Je moet wel opletten, anders mis je het. Er is geen evangelieperikoop of de partijen zitten te slapen of te rekenen [9]. Meestal zijn we dat zelf. De vraag naar historiciteit kan ik in het evangelie alleen aan de ongeloofskant terugvinden.
Wat zoekt gij de levende bij de doden? Hij is hier niet, maar hij is opgestaan. In Handelingen wordt de opgestane opgenomen. Een wolk onttrekt hem aan het zicht en vanaf dan weet men hem verheerlijkt aan Gods rechterhand. Die aanwezigheid wordt gevoeld in alle evangelieverhalen.
- Vgl. over eenheid van beelden en thematiek: Northrop Frye, De grote code. De bijbel en literatuur. Sun, Nijmegen 1986. Vertaald door Léon Stapper. Oorspr. uitg.: The Great Code: The Bible and Literature, New York 1981.
- Zo n.a.v. René Girard, Ik zie Satan vallen als een bliksem. Agora/Pelckmans, Kampen/Kapellen 2000. Vertaald door Robert Lemm. Oorspr. uitg.: Je vois satan tomber comme l’éclair, Paris 1999. Girards theorie over het kwaad is bekender dan zijn visie op het goede.
- Ben Hemelsoet, Dirk Monshouwer, Lucas. Lezen naar de gewoonte van Pasen. Vertaling met kanttekeningen. Boekencentrum, Zoetermeer 1997, p. 57. Uitgave bij De Eerste Dag.
- ‘Alles wat over ons geschreven is’, Willem Barnard/Van der Graft, Lied 173 uit het Liedboek voor de Kerken (1973). De liederen van Van der Graft, diens liturgische en literaire essays, zijn bijbelstukken zoals o.a. verzameld in het brevier Stille omgang (1992) en ook zijn poëzie geven een beeldende toegang tot de bijbeltekst.
- Matteüs 13,53-58, Marcus 6,1-6. Elk van hen volgt overigens ook een eigen programma met deze perikoop, zoals uit de context is af te leiden. De vraag bij lezing is: wat wil deze evangelist ermee zeggen? Vgl. Wim Weren, Vensters op Jezus. Methoden in de uitleg van de evangeliën. Meinema, Zoetermeer 1998. Jan Fokkelman, Vertelkunst in de bijbel. Een handleiding bij literair lezen. Boekencentrum, Zoetermeer 1995.
- Lucas 1,1-4.
- Over Handelingen in de reeks bij De Eerste Dag: Ben Hemelsoet, Klaas Touwen. Handelingen. Lucas ten tweeden male. Parabels van het Koninkrijk. Boekencentrum, Zoetermeer 1997.

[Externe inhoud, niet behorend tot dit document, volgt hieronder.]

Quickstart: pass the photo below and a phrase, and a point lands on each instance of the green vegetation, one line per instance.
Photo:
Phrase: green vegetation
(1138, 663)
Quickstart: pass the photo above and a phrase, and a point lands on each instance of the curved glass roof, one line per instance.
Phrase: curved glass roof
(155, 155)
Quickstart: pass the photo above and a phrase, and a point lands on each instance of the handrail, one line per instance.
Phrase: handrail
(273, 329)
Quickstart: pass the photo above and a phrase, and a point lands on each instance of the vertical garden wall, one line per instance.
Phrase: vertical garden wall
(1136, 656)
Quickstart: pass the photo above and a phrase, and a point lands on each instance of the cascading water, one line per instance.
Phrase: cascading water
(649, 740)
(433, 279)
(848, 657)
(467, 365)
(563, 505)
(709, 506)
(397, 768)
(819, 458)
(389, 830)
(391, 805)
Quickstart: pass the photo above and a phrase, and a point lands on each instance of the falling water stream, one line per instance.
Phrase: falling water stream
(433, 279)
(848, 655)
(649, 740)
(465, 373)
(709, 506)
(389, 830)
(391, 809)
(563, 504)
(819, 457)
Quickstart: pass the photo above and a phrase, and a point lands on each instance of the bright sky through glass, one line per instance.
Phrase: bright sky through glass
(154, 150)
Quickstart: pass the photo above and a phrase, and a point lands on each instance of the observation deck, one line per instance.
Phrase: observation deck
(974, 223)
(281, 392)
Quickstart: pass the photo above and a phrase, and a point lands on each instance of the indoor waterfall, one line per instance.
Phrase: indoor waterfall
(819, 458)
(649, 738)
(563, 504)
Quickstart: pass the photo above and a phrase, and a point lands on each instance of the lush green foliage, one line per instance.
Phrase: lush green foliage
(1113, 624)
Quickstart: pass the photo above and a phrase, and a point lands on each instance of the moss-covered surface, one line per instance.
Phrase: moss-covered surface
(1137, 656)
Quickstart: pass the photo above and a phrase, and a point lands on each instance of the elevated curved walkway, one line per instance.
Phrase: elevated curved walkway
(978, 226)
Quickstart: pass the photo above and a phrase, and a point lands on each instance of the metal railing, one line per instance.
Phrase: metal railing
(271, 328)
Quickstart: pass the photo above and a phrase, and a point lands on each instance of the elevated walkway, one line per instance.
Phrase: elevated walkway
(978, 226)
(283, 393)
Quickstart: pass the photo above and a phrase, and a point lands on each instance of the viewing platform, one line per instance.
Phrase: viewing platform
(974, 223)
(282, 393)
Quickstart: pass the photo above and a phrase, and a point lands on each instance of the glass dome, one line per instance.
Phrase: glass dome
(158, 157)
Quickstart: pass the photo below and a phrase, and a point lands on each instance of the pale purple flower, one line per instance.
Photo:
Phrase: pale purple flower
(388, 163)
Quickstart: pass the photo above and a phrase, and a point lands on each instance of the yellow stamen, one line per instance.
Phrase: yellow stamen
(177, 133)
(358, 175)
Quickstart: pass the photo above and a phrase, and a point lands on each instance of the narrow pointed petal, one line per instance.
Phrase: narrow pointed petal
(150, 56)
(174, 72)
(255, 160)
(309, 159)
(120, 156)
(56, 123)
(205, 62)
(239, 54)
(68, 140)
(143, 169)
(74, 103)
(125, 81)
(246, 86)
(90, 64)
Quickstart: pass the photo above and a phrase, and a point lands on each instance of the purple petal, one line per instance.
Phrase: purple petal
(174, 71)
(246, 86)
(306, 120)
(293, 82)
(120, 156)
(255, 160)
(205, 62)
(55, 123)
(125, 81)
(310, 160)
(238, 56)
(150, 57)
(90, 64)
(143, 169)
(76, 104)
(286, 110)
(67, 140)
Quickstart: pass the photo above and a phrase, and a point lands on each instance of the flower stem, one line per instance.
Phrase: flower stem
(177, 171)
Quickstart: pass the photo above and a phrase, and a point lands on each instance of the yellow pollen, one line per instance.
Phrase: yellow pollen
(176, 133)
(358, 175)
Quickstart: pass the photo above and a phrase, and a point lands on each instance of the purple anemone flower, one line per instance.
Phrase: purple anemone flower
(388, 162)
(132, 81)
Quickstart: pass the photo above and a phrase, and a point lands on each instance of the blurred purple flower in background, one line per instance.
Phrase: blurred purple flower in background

- Aanbevelenswaardig is om de kanttekeningen op de Statenvertaling op te slaan. Hun verwijzingen geven blijk van grote taalbewustheid. Ze hebben oog voor de boekrol die opengaat, voor synagogale bijeenkomsten in Nehemia, voor meer Jesajacitaten (‘Hier schijnt Christus twee plaatsen uit Jesaja tesamen gevoegd te hebben’).
- Vgl. hoe Just van Es Johannes en Marcus bespreekt in Anders dan wij denken. Over ironie en betrekkelijkheid in geloof. Meinema, Zoetermeer 2000.